Sierra Club state chapter director Carla Klein said the organization has worked with Childers on several issues. While heartened by those experiences and by Childers’ work on ensuring clean water in southwest Missouri, she did not predict the state’s environment would improve under Childers’ watch.
“The Department of Natural Resources has always tended to lean toward business interests more so than what they’re charged with, which is natural resources,” Klein said.
Despite a moderately warm reception from the nation’s largest environmental group, Childers said he is aligned with Blunt on the need to balance business and environmental interests.
“The DNR, in the past, has had a one-size-fits-all answer to the business community,” he said. “I believe that it should be more flexible than that.”
Blunt said the department must consider business interests in its decisions because the balance between the environment and the economy has been “tipped away from job creation.”
“Sometimes you’ll see groups like the Sierra Club will be disappointed, and sometimes you’ll see groups like the chamber of commerce and other business groups be disappointed,” Blunt said.
Childers, who earned degrees in science and education from Southwest Missouri State University and was involved in the first clean water study in southwest Missouri.He said he anticipates water quality, along with air quality in Kansas City and St.
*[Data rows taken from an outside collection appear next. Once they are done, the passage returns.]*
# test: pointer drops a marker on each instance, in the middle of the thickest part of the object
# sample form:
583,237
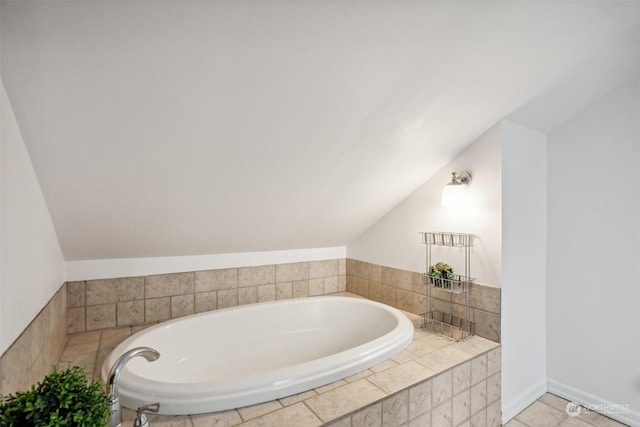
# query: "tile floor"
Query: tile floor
550,411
Louis, will be the department’s biggest challenges. The DNR is working now to comply with new clean-water regulations mandated by the Environmental Protection Agency.
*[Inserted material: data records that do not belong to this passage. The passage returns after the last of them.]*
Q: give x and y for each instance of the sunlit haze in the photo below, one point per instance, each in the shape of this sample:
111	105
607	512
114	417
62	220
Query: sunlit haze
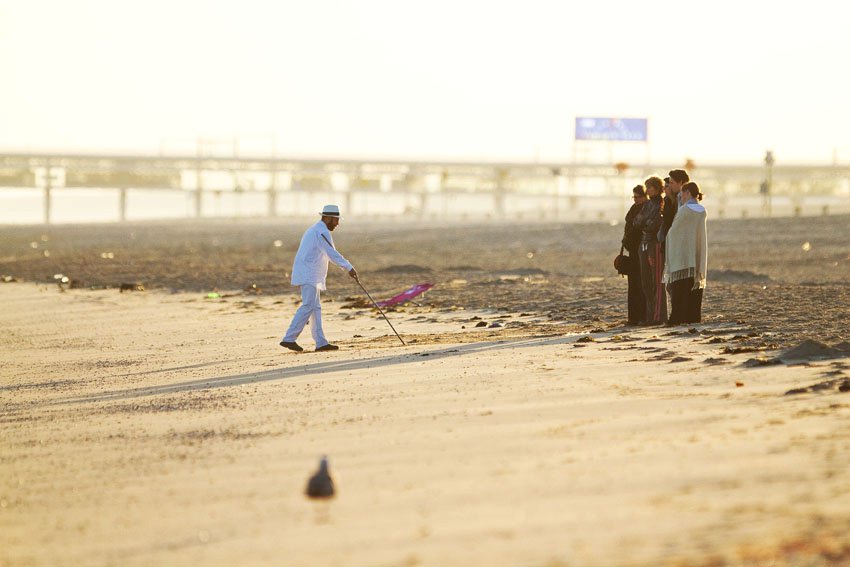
483	80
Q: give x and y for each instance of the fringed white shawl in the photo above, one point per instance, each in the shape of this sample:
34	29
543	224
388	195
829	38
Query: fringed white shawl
686	255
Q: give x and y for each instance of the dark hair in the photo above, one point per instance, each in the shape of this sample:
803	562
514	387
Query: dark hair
679	175
693	189
654	181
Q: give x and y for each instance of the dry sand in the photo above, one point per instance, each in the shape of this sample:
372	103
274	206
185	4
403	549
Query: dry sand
167	428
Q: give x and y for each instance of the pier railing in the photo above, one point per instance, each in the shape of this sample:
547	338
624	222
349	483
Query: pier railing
556	187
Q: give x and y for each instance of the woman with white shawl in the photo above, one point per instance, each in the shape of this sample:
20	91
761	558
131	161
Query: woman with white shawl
686	260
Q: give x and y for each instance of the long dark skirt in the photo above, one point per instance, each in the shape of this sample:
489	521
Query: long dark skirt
637	304
651	270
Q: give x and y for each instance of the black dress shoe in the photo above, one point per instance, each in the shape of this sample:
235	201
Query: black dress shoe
291	346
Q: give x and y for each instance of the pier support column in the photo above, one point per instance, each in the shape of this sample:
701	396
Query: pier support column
122	204
47	203
47	187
Term limits forced Childers out of the state Senate after the last legislative session. He said his General Assembly service would be an asset.
“I’ve been a part of the laws for the past 20 years, so I have a better understanding of the issues in front of the department,” Childers said.
The former lawmaker said increased efficiency is vital and suggested Missouri might coordinate with other states on conservation issues. Missouri has a complex water-flow pattern in the southwestern corner of the state that results in water draining between Missouri, Arkansas and Oklahoma. Childers said there might be an opportunity to coordinate conservation efforts with other states and lure federal dollars to help. He declined to offer details on any arrangement, saying it is too soon to address specifics.
Before becoming a legislator, Childers taught science at Reeds Spring High School and worked on infrastructure development in Central America for four years as a member of the Peace Corps.
His nomination is subject to approval by the Senate.